El África francófona vive los convulsos años de la descolonización, ensalzando como héroes a unos nuevos gobernantes que tardan en convertirse en villanos el tiempo que les lleva hacerse con la combinación de la caja fuerte. Maryse Condé (1937), que en la anterior entrega de sus memorias, Corazón que ríe, corazón que llora, había narrado su infancia y adolescencia en la isla antillana de Guadalupe, presenta en La vida sin maquillaje su precipitada transición a la edad adulta.
Un embarazo imprevisto en París, adonde se había trasladado para estudiar, la empuja a abandonar la universidad y buscar otros horizontes en la tierra de sus ancestros.
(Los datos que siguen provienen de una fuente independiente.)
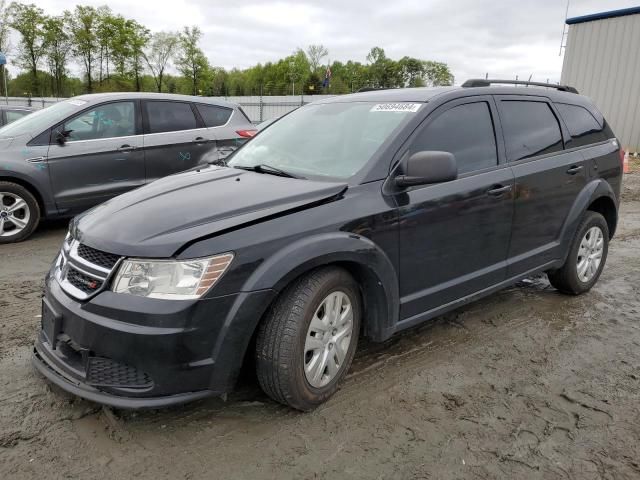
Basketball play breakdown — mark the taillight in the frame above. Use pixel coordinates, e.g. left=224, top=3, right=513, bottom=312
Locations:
left=236, top=129, right=257, bottom=138
left=619, top=147, right=625, bottom=166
En el continente africano, al que llega sola y sin conocer ninguna de las lenguas regionales, todo son mítines, debates y lecturas marxistas, pero en Condé la politización se produce más por contagio que por convicción, aunque presencie los discursos de Malcom X o del Che Guevara.
En esa primera juventud, ocupa un lugar más destacado la relación con sus cuatro hijos, cuyos nacimientos se suceden con escasa distancia entre ellos. En pocos años, la autora se ve desbordada por una familia a la que tiene que cuidar mientras apenas puede mantenerse a sí misma. Aunque recibe la maternidad con alegría, también es consciente de sus sombras, y en más de una ocasión tendrá que dejar a sus hijos al cargo de parientes o amigos para buscar un empleo, mientras añora una crianza más tradicional, en la que poder dedicarles tiempo suficiente y, sobre todo, en la que el padre no sea un espectro que aparece de vez en cuando.
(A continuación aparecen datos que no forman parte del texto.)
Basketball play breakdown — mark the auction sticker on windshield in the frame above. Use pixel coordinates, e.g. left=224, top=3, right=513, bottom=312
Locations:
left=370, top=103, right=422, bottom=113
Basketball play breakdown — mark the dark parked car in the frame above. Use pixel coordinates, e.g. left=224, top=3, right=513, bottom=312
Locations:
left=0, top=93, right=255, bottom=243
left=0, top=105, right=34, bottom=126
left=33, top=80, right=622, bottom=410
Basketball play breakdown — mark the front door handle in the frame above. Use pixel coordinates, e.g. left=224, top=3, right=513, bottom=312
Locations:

Su relación con los hombres, de los que se enamora con una facilidad inquietante, muestra su lado más vulnerable e idealista. Si la búsqueda de los orígenes se salda con una decepción, por la frialdad con la que le recibe un continente que se presupone cálido, la del amor es aún más dolorosa. Como indica el título, la autora no oculta ninguna de sus imperfecciones, y en el terreno sentimental la más notable es su falta de tino. Cada vez que trata de establecer un vínculo afectivo serio, la otra parte se revela al poco tiempo como alguien ingrato, egoísta o caprichoso, que la obliga a volver al punto de partida.
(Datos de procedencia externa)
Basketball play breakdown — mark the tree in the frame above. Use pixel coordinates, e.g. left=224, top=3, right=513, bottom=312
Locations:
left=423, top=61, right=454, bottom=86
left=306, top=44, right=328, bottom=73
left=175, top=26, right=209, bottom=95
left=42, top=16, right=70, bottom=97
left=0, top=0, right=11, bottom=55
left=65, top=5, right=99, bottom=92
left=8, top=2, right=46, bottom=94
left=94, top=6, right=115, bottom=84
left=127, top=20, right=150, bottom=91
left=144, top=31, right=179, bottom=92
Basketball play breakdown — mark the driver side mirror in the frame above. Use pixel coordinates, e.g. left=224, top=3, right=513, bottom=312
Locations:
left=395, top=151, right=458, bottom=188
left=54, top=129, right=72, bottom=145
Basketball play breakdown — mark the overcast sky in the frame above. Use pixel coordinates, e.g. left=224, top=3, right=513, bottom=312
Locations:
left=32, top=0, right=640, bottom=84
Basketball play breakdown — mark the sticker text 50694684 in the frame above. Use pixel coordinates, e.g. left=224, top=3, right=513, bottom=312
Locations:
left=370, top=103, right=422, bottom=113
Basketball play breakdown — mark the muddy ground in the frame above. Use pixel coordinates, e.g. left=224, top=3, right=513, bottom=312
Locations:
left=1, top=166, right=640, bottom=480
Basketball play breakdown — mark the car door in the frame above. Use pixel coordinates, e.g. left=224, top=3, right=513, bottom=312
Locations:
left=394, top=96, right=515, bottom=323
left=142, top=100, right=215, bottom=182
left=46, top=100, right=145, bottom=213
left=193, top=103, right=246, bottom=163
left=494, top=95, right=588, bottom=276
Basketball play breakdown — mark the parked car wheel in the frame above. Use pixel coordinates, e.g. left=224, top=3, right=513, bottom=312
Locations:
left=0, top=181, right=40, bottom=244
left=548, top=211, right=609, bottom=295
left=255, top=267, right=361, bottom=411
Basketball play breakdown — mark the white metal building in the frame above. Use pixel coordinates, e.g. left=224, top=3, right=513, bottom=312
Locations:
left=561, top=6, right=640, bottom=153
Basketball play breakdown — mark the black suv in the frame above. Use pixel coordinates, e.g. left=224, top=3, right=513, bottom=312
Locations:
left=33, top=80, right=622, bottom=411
Para el lector acostumbrado a lo occidental, este libro puede abrir la puerta a lo que se ha llamado “literatura de la negritud”, más allá de los nombres habituales. La pasión de Condé por la poesía tiene su reflejo en algunas de las mejores páginas de esta obra, y cuando, en sus últimos capítulos, dé cuenta del impulso que la lleva a sentarse frente a una máquina de escribir, sabremos que por fin ha encontrado ese lugar en el que las vivencias, transformadas en ficción, ya no duelen tanto.